Barry Matties: Kelly, you’ve been on the design side, and you’ve probably been in both circumstances where you’ve known the fabricator and where you have not known the fabricator at the beginning of the design process. What’s the contrast between those two?
Kelly Dack: The contrast is the different levels of communication. When I say communication, I mean documentation.
I’ve got a story that will explain the challenge. There’s a big shortage in the supply chains right now forcing us to swap out chips. Chips are becoming unavailable. In the EMS industry, there is a lot of redesign required because of chip availability issues. A board that’s been designed for five or eight years around a chip packaged in a quad-flatpack is suddenly unavailable and the only replacement may be a half millimeter pitch BGA. An outside designer, typically, will incorporate that new half millimeter pitch BGA into the existing design and lo and behold, they have to use a different scale in their routing technology.
The designer takes the existing 0.006” wide line and reduces it to get it down to 3.5 mil to break out of the BGA. That’s fine; it looks great on the screen. However, the fabricator, who has been building this board for years and years, doesn’t have the level of outer layer capability for print, etch, and plate of a three and a half mil line. Now what? That’s the problem. The designer says, “Any of our bare board prototype suppliers can do that.” Which is true. The existing offshore supplier, however, cannot.
This is the communication element. We must figure out a viable solution for the disconnect between the designer and the fab that builds this board. There are several ways to approach this. Could the designer have used via-in-pad or HDI technology to break out from this 0.56 millimeter pitch BGA? The supplier could make those adjustments, but the supplier can’t do outerlayer three mil, three-and-three spacing using the same stackup. The one ounce base copper is just too thick.

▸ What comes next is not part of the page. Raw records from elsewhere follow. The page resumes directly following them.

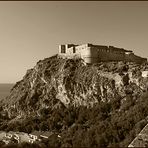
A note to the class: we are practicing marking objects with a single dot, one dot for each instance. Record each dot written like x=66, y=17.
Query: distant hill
x=87, y=104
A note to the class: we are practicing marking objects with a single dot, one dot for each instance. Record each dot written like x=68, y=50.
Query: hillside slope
x=56, y=85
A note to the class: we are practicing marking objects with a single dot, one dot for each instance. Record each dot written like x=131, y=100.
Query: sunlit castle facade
x=96, y=53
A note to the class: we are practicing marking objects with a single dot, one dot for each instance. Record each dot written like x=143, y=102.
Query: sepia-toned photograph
x=73, y=74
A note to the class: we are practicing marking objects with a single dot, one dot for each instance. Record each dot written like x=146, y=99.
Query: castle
x=97, y=53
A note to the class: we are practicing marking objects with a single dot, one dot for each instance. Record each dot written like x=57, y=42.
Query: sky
x=32, y=30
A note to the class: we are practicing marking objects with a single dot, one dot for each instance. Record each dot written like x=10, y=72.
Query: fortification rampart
x=96, y=53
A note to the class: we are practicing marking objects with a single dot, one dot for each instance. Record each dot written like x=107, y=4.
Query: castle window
x=63, y=50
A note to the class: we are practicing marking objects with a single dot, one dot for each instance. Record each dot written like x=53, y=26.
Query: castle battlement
x=96, y=53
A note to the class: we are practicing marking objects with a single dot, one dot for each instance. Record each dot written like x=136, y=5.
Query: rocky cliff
x=54, y=82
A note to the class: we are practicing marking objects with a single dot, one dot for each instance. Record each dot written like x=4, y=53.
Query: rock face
x=55, y=82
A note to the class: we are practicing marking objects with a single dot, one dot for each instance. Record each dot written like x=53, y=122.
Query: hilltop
x=68, y=95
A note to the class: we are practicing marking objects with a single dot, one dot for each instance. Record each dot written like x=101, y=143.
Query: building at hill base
x=96, y=53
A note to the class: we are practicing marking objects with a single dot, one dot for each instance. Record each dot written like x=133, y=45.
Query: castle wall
x=105, y=54
x=95, y=53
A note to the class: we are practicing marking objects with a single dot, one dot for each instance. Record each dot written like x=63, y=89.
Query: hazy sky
x=32, y=31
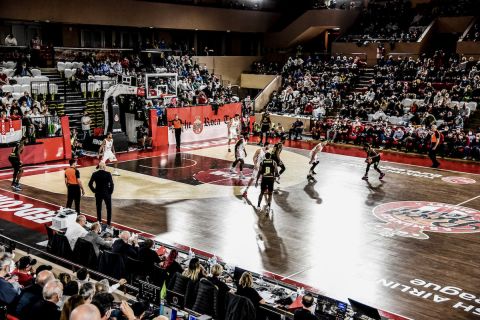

There are so many opportunities for disconnect after a design has been released for production and goes through change. Communication is the only way to see the project with success upfront. In other words, if the designer had access to the capability of the supplier building the board, the designer could have chosen the proper stackup and routing solution. Instead, because the designer chose a route without communication, it forced the EMS supplier to go source the board with viable material thickness, which is going to shoot the cost, quoting, and timing all over the map.
John Vaughan: Early alignment is critical in my view, so that it doesn’t end up with purchasing driving the decision-making process. Had the designer aligned early on with the PCB fabricator, that would have solved the issue, right?
Dack: Yes.
Matties: How much time would that have saved?
Dack: Everything is quick time to market; time is of the essence. So, when we discover that a chip is obsolete, or isn’t accessible, the clock is still ticking on the project. Typically, it can take a week or two in a production environment just to receive all the quoting back, then to get commitment for availability of the new part. I wouldn’t be surprised if it takes more than four to six weeks to implement a change like that.
Matties: That’s very costly.
Johnson: And yet this is more prevalent than it has ever been historically in our industry—all these components on extended lead time. Designers must manage, redesign, and even completely reconfigure their vendor list in order to deliver on this new design. There is so much to communicate.